As it happens, the question of whether black characters are purposely being sacrificed has been explained. The Walking Dead showrunner Dave Erickson recently defended casting choices of the three black characters that die in rapid succession as “the best actors to play those parts,” which certainly stokes both sides of the racism debate. But the intent of Kirkman, Erickson, et al has little relevance in the sense that the audience ultimately assumes control of interpretation. And for some, the raw feelings that the show’s imagery elicits prove too powerful to allow those storytellers the benefit of the doubt.

3 seasons, and no one even asked T-Dog what his real name was. We've all been that black friend.
3 seasons and no one even asked T-Dog what his real name was. We’ve all been that black friend.

But the distrust of The Walking Dead is only part of an ongoing relationship black audiences have with the entertainment industry. The retreat from The Walking Dead on the grounds of recurrent black suffering resembles the fatigue some black consumers feel from the continued output of 19th-century American Slave narratives and other period pieces depicting blacks in roles of servitude. Recent examples like Steve McQueen’s 12 Years A Slave and Lee Daniels’ The Butler were both directed by black men, but Hollywood executives (most of whom are white) supporting these projects more often than contemporary stories of black triumph hints at the insidiousness of white liberalism in power. By acclaiming reminders of how bad black people used to have it, thus mitigating concern over how much further we as a society still have to go, Hollywood can appease black audiences through representation without disrupting the conservative status quo.

Citing such duplicity at work in The Walking Dead may be unfair, but the sensitivity about the treatment of black characters comes from an authentically painful reality, which supersedes the hyperactive echo chamber also known as the Internet. And although it is just a television show, The Walking Dead can be appreciated a sociopolitical commentary despite the pain it is up against.

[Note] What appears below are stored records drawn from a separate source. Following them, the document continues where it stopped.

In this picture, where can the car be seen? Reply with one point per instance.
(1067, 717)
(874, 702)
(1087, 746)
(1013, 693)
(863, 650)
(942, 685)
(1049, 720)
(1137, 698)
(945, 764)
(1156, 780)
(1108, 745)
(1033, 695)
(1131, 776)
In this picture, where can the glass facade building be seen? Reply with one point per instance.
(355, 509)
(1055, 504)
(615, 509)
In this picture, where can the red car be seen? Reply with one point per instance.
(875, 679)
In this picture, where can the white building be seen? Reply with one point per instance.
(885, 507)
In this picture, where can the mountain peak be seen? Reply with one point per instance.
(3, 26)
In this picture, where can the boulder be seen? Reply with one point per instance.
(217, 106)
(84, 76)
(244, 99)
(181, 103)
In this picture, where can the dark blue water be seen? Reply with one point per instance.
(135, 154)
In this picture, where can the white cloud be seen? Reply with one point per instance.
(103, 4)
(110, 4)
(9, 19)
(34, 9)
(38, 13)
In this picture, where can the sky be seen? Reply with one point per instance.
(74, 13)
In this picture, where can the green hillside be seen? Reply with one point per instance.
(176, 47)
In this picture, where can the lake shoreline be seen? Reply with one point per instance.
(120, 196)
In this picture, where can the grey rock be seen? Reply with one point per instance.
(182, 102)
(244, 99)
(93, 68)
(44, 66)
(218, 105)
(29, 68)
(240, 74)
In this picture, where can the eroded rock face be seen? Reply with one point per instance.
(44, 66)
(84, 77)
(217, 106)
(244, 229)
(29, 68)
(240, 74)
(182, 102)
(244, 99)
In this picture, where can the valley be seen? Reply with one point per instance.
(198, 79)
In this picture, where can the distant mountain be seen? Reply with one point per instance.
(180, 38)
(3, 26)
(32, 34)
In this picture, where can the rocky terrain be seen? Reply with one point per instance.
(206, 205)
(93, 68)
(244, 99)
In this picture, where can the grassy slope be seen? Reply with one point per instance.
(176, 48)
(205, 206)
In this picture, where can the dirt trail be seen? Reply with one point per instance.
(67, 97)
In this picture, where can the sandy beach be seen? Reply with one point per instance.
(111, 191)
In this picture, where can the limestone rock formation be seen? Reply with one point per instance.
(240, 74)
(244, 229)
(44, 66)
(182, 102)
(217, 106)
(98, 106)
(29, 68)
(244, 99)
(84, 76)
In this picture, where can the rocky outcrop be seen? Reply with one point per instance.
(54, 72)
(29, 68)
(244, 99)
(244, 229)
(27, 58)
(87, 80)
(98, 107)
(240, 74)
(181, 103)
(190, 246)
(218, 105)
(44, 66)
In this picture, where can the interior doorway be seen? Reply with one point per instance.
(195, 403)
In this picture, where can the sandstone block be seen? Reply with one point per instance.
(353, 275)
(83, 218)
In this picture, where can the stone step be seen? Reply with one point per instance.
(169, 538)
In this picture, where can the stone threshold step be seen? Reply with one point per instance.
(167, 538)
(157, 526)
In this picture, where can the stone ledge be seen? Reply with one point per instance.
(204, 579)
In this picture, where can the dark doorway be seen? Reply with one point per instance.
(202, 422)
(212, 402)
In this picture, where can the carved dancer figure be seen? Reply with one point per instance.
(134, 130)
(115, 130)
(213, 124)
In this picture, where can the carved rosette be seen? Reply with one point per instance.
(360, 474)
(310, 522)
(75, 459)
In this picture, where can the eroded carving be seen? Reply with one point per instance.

Whether black audiences will remain fans or continue denouncing it as racist, black presence in the show has largely redefined how the genre is perceived, meanwhile creating a memorable moment in the history of American television by moving horror into the mainstream unlike any series before it.

Such an acknowledgement may sound like a “Meh, they could be doing us worse.” But in reality, it’s more of a “Watch it or don’t, but there’s some seriously interesting stuff happening here.”